Importantly, this also means I have a fair amount of exposure to both computational science and biomedical science. I think having diversity of fields in both users and moderators is useful because there are often answers on this site that are very field specific (see: anything involving LaTeX or arXiv).
Having a broad range of voices is, in my mind, a good thing.
In your opinion, what do moderators do?
Moderators gonna moderate.
There are, naturally, the administrative aspects of moderation. The "Super-Close", being able to migrate questions, etc. - but as noted, users above a certain reputation have many of those same tools. I think there's also an aspect of moderation that comes in the form of trying to be a guiding/calming influence on improving questions and answers, modeling behavior, etc. And in that aspect, I think the difference between a moderator and a user is one of obligation - it's non-optional for a mod.
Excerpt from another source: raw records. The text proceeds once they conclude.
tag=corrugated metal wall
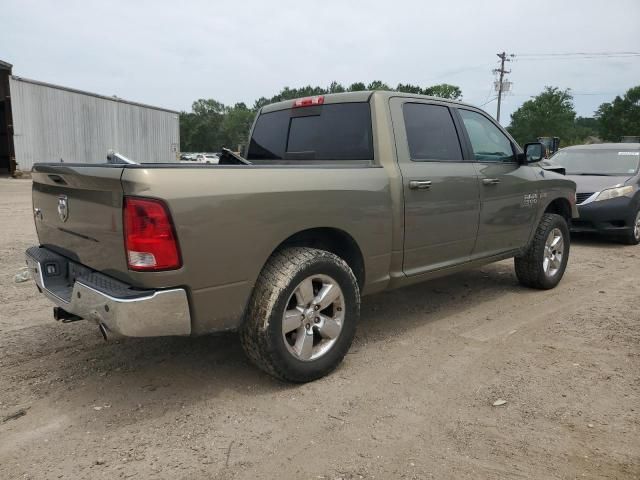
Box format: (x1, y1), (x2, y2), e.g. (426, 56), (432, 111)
(9, 77), (179, 171)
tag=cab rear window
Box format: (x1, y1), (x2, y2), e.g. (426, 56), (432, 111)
(247, 103), (373, 161)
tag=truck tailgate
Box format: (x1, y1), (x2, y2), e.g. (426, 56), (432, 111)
(31, 165), (129, 277)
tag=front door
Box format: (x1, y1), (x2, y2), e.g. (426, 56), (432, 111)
(390, 98), (480, 276)
(456, 108), (538, 257)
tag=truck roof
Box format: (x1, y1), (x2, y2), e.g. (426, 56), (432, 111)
(260, 90), (473, 114)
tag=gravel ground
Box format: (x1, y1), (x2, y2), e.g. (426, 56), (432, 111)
(0, 177), (638, 479)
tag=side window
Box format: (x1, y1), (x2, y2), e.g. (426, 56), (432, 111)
(403, 103), (463, 161)
(458, 109), (515, 162)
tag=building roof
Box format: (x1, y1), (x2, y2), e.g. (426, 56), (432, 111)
(8, 72), (179, 114)
(0, 59), (13, 71)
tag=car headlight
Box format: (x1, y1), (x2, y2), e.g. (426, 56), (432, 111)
(594, 186), (634, 202)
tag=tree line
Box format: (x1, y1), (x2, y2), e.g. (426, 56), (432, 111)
(180, 81), (640, 153)
(179, 82), (461, 152)
(507, 85), (640, 146)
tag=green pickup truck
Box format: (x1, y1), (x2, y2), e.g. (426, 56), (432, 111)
(26, 91), (577, 382)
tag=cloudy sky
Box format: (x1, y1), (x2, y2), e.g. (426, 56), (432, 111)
(2, 0), (639, 124)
A diamond will be attached to everything you say and have said in the
past, including questions, answers and comments. Everything you will
do will be seen under a different light. How do you feel about that?
While I post under a pseudonym, that pseudonym is pretty weak, and I try not to say anything I wouldn't be comfortable saying with my name attached to it. The same is true of the moderator diamond.
Somewhat related to this, from IIRC the CrossValidated election questions awhile ago, is the idea that a diamond might make one's behavior change. While I expect that, if elected, the volume of my moderating-type tasks will increase, I already treat things like voting to close a question as if they're the final say.